La gestion d’un grand nombre de victimes en temps de guerre nécessite préparation et entraînement. Photo : Évacuation sanitaire de blessés au cours de l’exercice Aurora (septembre 2017). © Forces armées suédoises
Il sera également essentiel de disposer de cybercapacités solides. Toutefois, en cas d’attaque armée, l’approvisionnement en électricité sera vraisemblablement très limité. Les acteurs chargés de la fourniture des services essentiels seront tenus de mettre en place des solutions d’urgence pour garantir l’accès à l’électricité. Dans le cadre des activités de planification et de préparation de la défense totale, il convient de garder à l’esprit qu’il est probable que l’électricité sera coupée et que les communications électroniques seront interrompues.
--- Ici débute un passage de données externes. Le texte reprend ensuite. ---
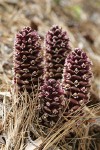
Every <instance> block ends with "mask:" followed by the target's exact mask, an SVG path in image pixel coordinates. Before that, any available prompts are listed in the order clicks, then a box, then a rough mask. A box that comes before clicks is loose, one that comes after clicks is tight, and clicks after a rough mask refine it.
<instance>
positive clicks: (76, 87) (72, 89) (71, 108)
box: [62, 48, 92, 111]
mask: <svg viewBox="0 0 100 150" xmlns="http://www.w3.org/2000/svg"><path fill="white" fill-rule="evenodd" d="M91 64H92V63H91V61H90V60H89V58H88V56H87V55H86V53H85V52H83V51H82V50H81V49H79V48H76V49H75V50H74V51H73V52H71V53H70V54H69V55H68V56H67V58H66V60H65V64H64V70H63V79H62V85H63V87H64V89H65V95H66V100H68V102H69V106H68V108H67V111H74V110H76V109H77V108H79V106H80V104H82V103H84V104H85V103H87V102H88V100H89V94H90V91H89V90H90V87H91V77H92V72H91Z"/></svg>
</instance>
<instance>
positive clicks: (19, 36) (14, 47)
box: [14, 27, 43, 93]
mask: <svg viewBox="0 0 100 150" xmlns="http://www.w3.org/2000/svg"><path fill="white" fill-rule="evenodd" d="M41 62H42V57H41V45H40V37H39V35H38V34H37V32H36V31H34V30H32V29H31V28H30V27H25V28H24V29H22V30H21V31H20V32H18V33H17V35H16V38H15V45H14V83H15V84H16V85H17V86H18V89H19V91H20V92H21V91H24V89H26V90H27V92H28V93H31V92H32V90H34V89H33V88H35V89H36V88H37V85H38V80H39V78H41V75H42V73H43V72H42V70H43V69H42V63H41Z"/></svg>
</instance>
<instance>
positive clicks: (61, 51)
mask: <svg viewBox="0 0 100 150" xmlns="http://www.w3.org/2000/svg"><path fill="white" fill-rule="evenodd" d="M45 46H46V49H45V53H44V56H45V57H44V58H45V69H44V77H45V78H46V79H48V78H49V77H51V78H54V79H56V80H58V79H61V78H62V72H63V65H64V62H65V58H66V56H67V54H68V53H69V52H70V47H69V38H68V35H67V33H66V32H65V31H62V28H59V27H58V26H53V27H52V28H51V29H50V30H49V31H48V33H47V35H46V39H45Z"/></svg>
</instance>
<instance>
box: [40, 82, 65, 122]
mask: <svg viewBox="0 0 100 150" xmlns="http://www.w3.org/2000/svg"><path fill="white" fill-rule="evenodd" d="M39 98H40V108H41V113H40V117H41V119H42V123H43V124H45V125H53V124H54V123H55V122H56V121H57V120H58V119H59V117H60V115H61V112H62V111H64V110H63V109H62V108H65V100H64V91H63V89H62V87H61V86H60V83H59V82H58V81H56V80H55V79H49V80H47V81H46V82H44V84H43V86H41V88H40V93H39Z"/></svg>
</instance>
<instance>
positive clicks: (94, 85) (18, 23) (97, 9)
mask: <svg viewBox="0 0 100 150" xmlns="http://www.w3.org/2000/svg"><path fill="white" fill-rule="evenodd" d="M54 24H56V25H59V26H61V27H62V28H63V29H64V30H66V31H67V32H68V35H69V37H70V44H71V46H72V49H73V48H74V47H80V48H82V49H83V50H84V51H85V52H87V54H88V56H89V57H90V59H91V60H92V62H93V66H92V70H93V74H94V78H93V81H92V97H91V99H92V100H93V103H95V102H100V0H88V1H87V0H0V93H1V95H0V97H1V101H2V93H3V92H9V91H10V89H11V86H12V78H13V47H14V38H15V34H16V33H17V31H19V30H20V29H22V28H23V27H25V26H31V27H32V28H33V29H35V30H37V31H38V32H39V34H40V37H41V38H42V40H43V39H44V36H45V34H46V32H47V31H48V30H49V28H50V27H51V26H52V25H54Z"/></svg>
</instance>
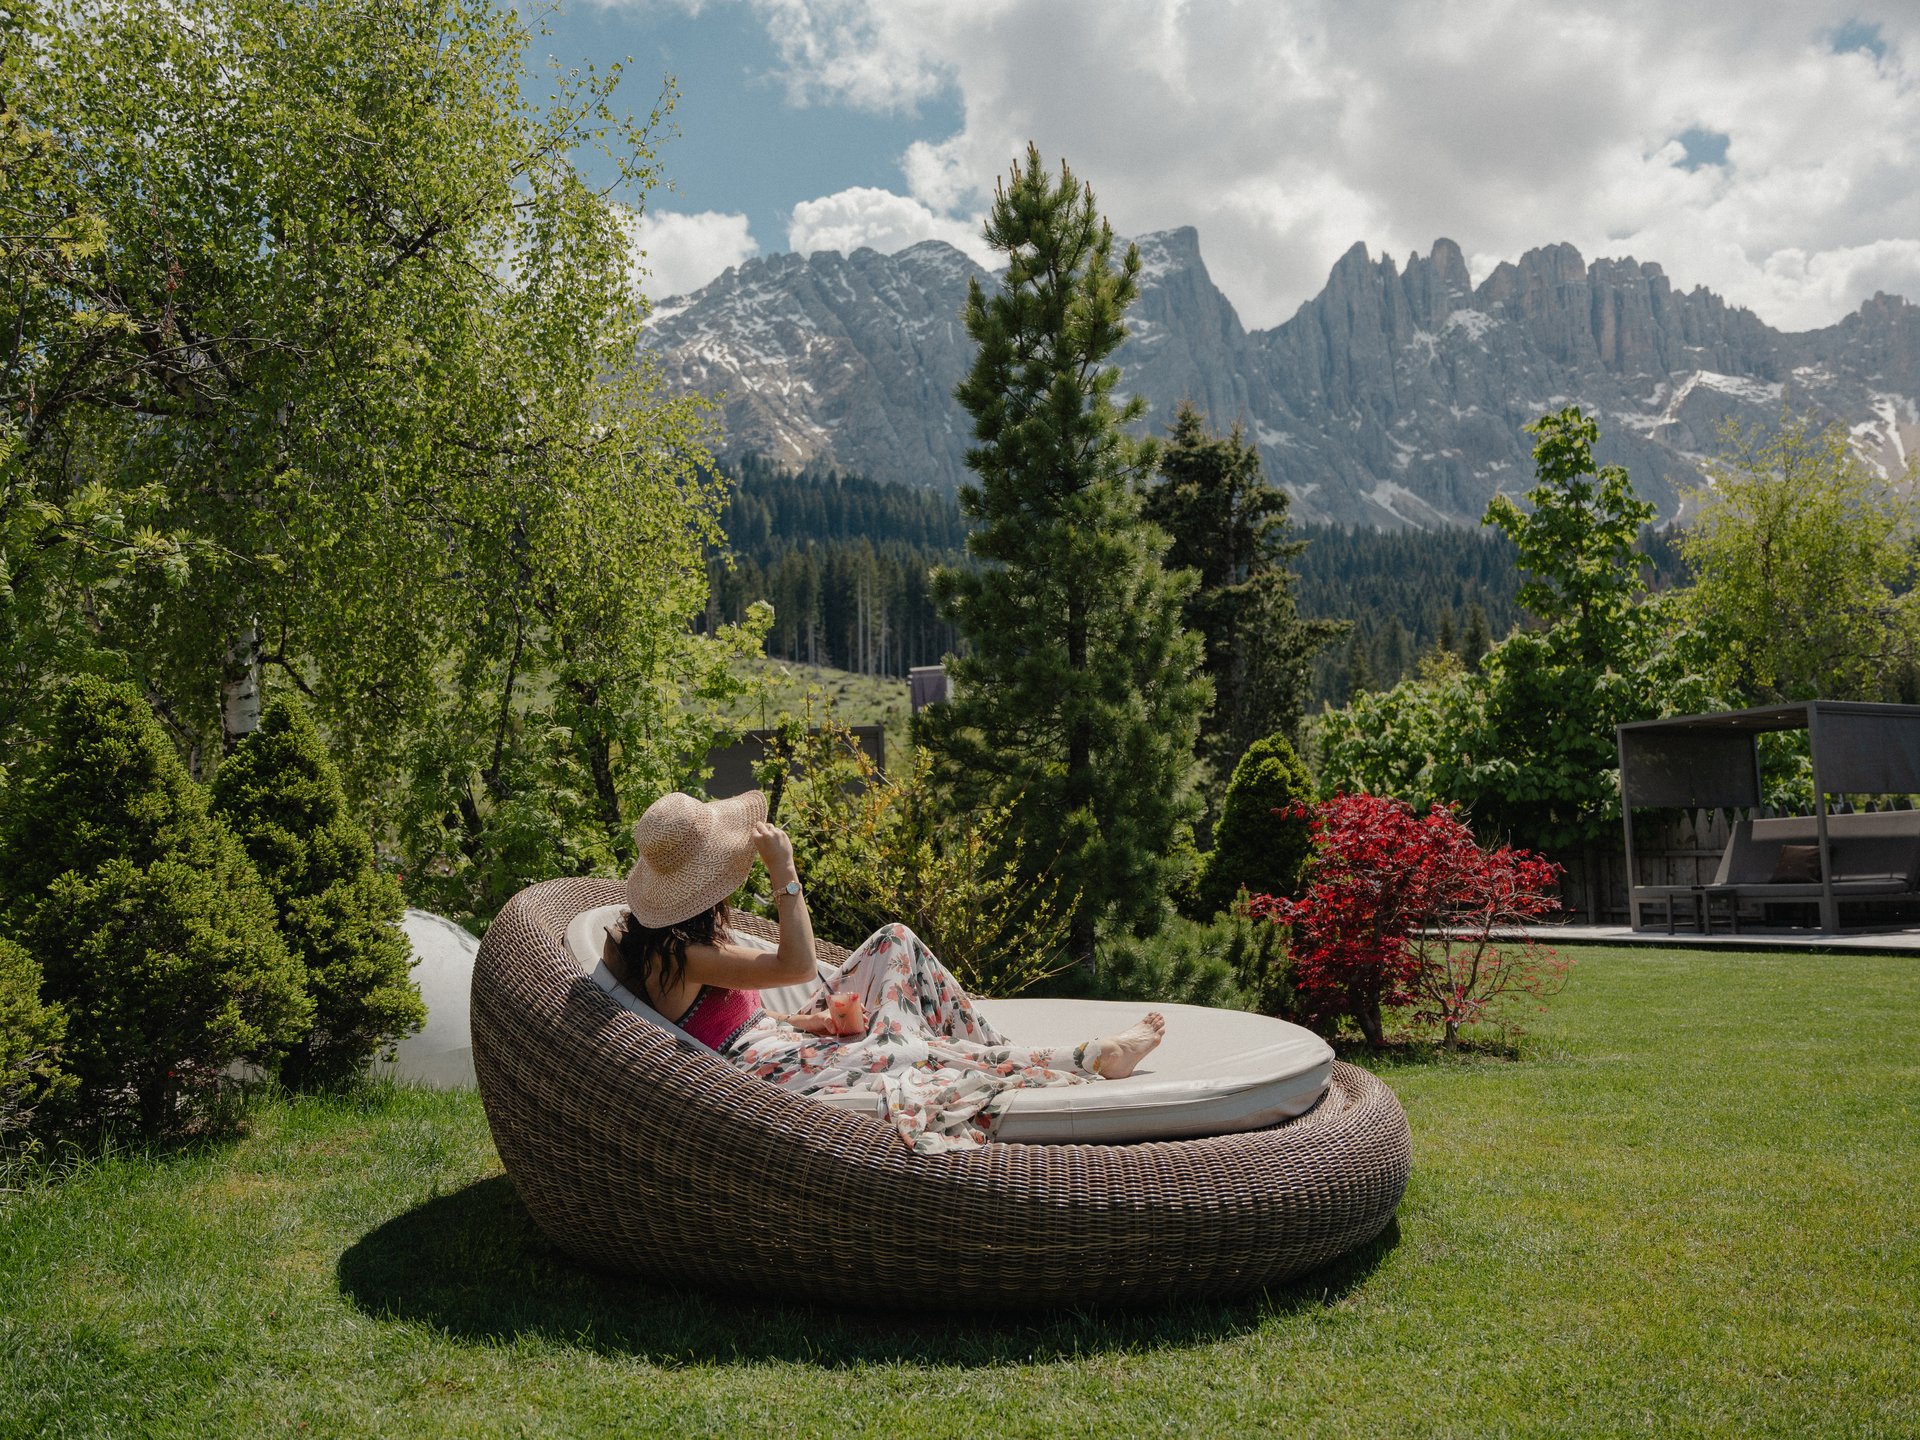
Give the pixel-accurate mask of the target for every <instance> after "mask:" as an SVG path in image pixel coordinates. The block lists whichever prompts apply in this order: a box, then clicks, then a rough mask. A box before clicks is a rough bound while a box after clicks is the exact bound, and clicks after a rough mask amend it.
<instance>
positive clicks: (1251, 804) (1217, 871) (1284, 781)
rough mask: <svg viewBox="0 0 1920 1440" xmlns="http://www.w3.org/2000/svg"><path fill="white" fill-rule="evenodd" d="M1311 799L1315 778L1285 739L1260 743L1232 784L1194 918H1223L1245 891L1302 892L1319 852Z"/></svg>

Un grand nombre de secteurs et d’opérations dépendent des infrastructures de transport. Le stockage des carburants doit être planifié afin de renforcer la résilience dans ce secteur. La capacité de recevoir une aide internationale, aussi bien civile que militaire, constitue un autre facteur important.
Le système de soins de santé hautement spécialisé de la Suède a été conçu pour fonctionner en temps de paix. Le passage des opérations habituelles à la gestion d’un grand nombre de victimes doit être préparé et faire l’objet d’exercices. En temps de guerre, les blessés pourraient se compter par dizaines de milliers. Une telle situation mettrait à rude épreuve le système de soins de santé de n’importe quel pays. La planification doit commencer par la définition des principes de soins à appliquer en situation de crise et en temps de guerre, en concentrant l’essentiel des opérations sur la prestation de soins suffisants pour optimiser le taux de survie.
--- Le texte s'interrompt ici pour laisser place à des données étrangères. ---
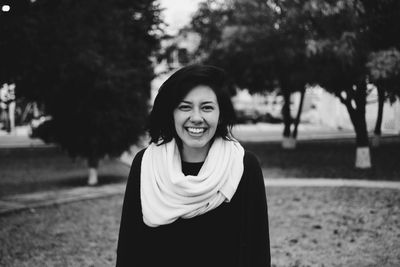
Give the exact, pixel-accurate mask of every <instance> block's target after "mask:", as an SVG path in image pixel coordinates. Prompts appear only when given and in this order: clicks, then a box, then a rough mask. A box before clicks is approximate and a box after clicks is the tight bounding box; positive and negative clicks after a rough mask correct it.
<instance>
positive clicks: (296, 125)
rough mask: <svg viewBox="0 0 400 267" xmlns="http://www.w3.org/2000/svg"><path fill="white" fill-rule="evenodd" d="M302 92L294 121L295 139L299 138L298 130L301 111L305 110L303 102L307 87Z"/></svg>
mask: <svg viewBox="0 0 400 267" xmlns="http://www.w3.org/2000/svg"><path fill="white" fill-rule="evenodd" d="M300 93H301V96H300V104H299V108H298V110H297V115H296V119H295V121H294V129H293V133H292V136H293V138H294V139H295V140H296V139H297V131H298V127H299V124H300V119H301V113H302V111H303V103H304V96H305V94H306V88H305V87H303V89H302V90H301V91H300Z"/></svg>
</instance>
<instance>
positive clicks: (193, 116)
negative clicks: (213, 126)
mask: <svg viewBox="0 0 400 267" xmlns="http://www.w3.org/2000/svg"><path fill="white" fill-rule="evenodd" d="M190 121H191V122H202V121H203V117H202V116H201V112H200V111H199V110H197V109H193V111H192V113H191V114H190Z"/></svg>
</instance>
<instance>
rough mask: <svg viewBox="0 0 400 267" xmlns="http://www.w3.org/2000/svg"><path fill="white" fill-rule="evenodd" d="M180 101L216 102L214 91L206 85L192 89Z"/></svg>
mask: <svg viewBox="0 0 400 267" xmlns="http://www.w3.org/2000/svg"><path fill="white" fill-rule="evenodd" d="M182 101H185V102H215V103H216V102H217V96H216V94H215V92H214V90H213V89H212V88H211V87H210V86H207V85H198V86H195V87H194V88H192V89H191V90H190V91H189V92H188V93H187V94H186V96H184V97H183V99H182Z"/></svg>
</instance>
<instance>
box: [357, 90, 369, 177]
mask: <svg viewBox="0 0 400 267" xmlns="http://www.w3.org/2000/svg"><path fill="white" fill-rule="evenodd" d="M354 100H355V102H356V109H355V114H356V117H355V119H356V123H355V125H354V127H355V131H356V144H357V152H356V162H355V167H356V168H358V169H368V168H371V157H370V149H369V140H368V131H367V122H366V120H365V106H366V104H367V88H366V83H365V82H362V83H359V84H357V88H356V93H355V99H354Z"/></svg>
Les entreprises du secteur privé occupent une place de plus en plus grande dans l’effort de défense totale. D’après la législation suédoise, les entreprises sont tenues de prendre part à ce processus de planification. La commission propose de recenser et de sélectionner les entreprises clés. En étroite concertation avec ces entreprises, les acteurs publics devraient évaluer les préparatifs nécessaires à la mise à disposition de moyens à l’appui de l’effort de défense et au rationnement, ainsi que d’autres mesures visant à assurer le degré de préparation nécessaire.
Dans son rapport, la commission a en outre constaté que, depuis quelques années, il y avait de moins en moins d’argent liquide en circulation dans le pays. Mais en cas de crise ou de guerre, la population devra être en mesure d’effectuer des opérations économiques de base. Il faudra donc qu’elle ait accès à de l’argent liquide, à d’autres moyens de paiement ou à une forme de crédit afin de préserver les relations économiques élémentaires. C’est là un élément essentiel si l’on veut que la population concentre son énergie sur l’effort de défense. De ce fait, le gouvernement doit pouvoir garantir la disponibilité de l’argent liquide même en cas de grave perturbation du système de paiement.
En conclusion, la commission avance un certain nombre de propositions visant à renforcer la capacité de la Suède à mettre en œuvre la défense totale et à assurer la résilience du pays. L’application de l’ensemble de ces propositions revient à réformer en profondeur la société. En cas de crise ou de conflit armé, la préparation revêt une importance capitale.